Ces rencontres permettent de confronter les points de vue et se rendre compte, si besoin était, qu’on peut être l’ennemi de quelqu’un, souvent pour des raisons qui nous dépassent. La réalité virtuelle donne corps à ce propos. “Le langage corporel, le mouvement exprime aussi quelque chose, tout comme leur simple présence qui fait qu’on est entre deux combattants et qu’on peut choisir qui écouter et dans quel ordre, c’est quelque chose qui est impossible à la télévision”, explique Karim Ben Khelifa.
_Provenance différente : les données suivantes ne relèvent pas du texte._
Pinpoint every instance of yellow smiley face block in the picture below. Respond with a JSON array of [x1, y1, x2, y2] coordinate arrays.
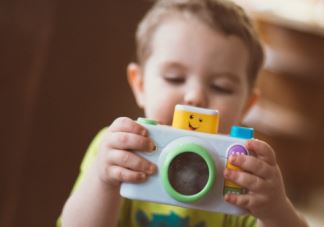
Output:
[[172, 105, 219, 134]]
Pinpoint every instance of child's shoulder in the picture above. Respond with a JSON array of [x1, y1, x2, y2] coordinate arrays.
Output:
[[80, 127, 109, 170]]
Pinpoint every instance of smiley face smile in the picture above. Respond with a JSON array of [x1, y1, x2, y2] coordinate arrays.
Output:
[[188, 114, 203, 131], [188, 122, 198, 130]]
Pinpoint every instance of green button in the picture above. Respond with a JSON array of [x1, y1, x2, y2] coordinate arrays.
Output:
[[137, 117, 157, 125]]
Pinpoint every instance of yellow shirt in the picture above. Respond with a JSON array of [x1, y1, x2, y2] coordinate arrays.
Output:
[[59, 128, 256, 227]]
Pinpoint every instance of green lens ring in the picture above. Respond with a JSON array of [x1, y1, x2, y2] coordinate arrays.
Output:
[[161, 143, 216, 203]]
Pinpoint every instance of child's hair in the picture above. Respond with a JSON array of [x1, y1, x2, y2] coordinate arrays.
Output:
[[135, 0, 264, 87]]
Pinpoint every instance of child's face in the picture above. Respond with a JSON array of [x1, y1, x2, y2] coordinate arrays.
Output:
[[129, 16, 257, 133]]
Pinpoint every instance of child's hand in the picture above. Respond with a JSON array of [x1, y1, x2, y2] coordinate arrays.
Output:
[[96, 117, 156, 188], [223, 139, 301, 225]]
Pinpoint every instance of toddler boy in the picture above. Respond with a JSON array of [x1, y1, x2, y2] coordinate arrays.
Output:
[[61, 0, 308, 226]]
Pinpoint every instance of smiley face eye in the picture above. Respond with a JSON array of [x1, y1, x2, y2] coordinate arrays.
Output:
[[199, 118, 203, 122], [190, 114, 194, 119]]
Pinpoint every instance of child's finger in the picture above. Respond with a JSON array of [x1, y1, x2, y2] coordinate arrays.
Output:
[[224, 192, 270, 217], [228, 155, 273, 179], [246, 139, 277, 166], [224, 168, 265, 192], [224, 193, 256, 212], [108, 117, 148, 136], [105, 132, 155, 151], [224, 192, 250, 209], [108, 165, 148, 183], [107, 149, 156, 175]]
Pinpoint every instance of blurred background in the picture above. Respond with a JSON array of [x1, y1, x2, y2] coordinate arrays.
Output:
[[1, 0, 323, 226]]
L’expérience est en effet troublante. Le visiteur peut inspecter son interlocuteur sous toutes ses coutures, noter le petit bout de papier rouge qui dépasse de la poche arrière de l’un des membres d'un gang salvadorien ou observer de plus près le talkie-walkie accroché à la ceinture du militant palestinien. Ces combattants pixélisés ne quittent d’ailleurs jamais du regard celui à qui il s’adresse. Une petite touche de réalité augmentée permet à la projection de sentir les mouvements autour de lui.

Journalisme plus actif

Cette plus-value apportée par la réalité virtuelle représente aussi sa principale faiblesse. La prouesse technique, qui a pris quatre ans à se matérialiser, peut agir comme une distraction du discours de chacun des combattants. On se surprend à prêter davantage attention aux détails vestimentaires qu’aux témoignages.
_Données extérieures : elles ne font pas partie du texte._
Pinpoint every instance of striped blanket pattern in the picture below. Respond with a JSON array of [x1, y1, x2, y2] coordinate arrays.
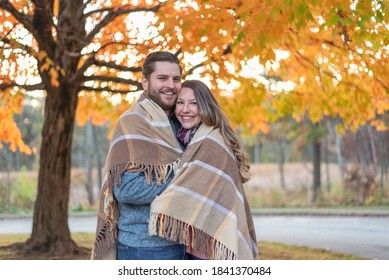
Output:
[[149, 124, 258, 260], [91, 93, 183, 259]]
Un travers qui peut être dû à la nouveauté. “C’est un journalisme beaucoup plus actif tel qu’il n’existe sans doute pas encore aujourd’hui”, reconnaît Karim Ben Khelifa. Pour lui, on est peut-être en train de passer de l’ère où la consommation de l’information se faisait “assis dans son divan, dans sa voiture” à celle où on peut se déplacer pour aller directement à la rencontre des acteurs de l’info. Les spectateurs doivent encore s’approprier les codes de ce type de narration pour se sentir à l’aise.
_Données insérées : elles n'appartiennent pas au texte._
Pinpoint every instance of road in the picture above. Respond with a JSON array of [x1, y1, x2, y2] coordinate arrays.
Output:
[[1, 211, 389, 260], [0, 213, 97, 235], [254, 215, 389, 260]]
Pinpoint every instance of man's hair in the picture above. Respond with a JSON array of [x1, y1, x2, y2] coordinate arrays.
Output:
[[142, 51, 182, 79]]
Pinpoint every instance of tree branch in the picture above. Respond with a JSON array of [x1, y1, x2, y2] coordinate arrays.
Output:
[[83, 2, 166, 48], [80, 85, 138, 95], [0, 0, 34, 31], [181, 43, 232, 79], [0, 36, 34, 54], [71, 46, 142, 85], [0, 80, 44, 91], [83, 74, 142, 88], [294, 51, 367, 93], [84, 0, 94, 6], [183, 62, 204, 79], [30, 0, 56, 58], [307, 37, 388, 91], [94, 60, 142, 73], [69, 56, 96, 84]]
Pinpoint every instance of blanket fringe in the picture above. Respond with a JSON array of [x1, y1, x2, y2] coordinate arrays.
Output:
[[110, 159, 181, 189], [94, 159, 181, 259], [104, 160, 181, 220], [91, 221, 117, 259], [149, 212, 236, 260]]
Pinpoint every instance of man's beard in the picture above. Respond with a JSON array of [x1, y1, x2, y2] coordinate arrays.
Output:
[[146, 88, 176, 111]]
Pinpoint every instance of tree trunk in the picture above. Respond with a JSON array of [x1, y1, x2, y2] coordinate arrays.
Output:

Le genre en est à ses balbutiements. Quelques réussites ont commencé à ouvrir la voie. Le documentaire Behind the Fence, qui propose d’être transporté en réalité virtuelle dans un camp de prisonniers en Birmanie, a remporté le prix du jury lors du dernier South by South West, le festival arts et tech d’Austin (Texas). Les participants au forum mondial de Davos en 2014 avaient été marqués par Project Syria, une expérience en réalité virtuelle qui permet de déambuler dans une rue d’Alep au moment où une roquette explose au sol.

Si toutes ces initiatives ont reçu un accueil critique bienveillant, il reste encore à convaincre le grand public. Une étape nécessaire : une expérience comme "The Enemy" a coûté 1,6 million d’euros à produire, soit bien plus que s’il ne s’était agi que d’un documentaire ou d’une exposition photos.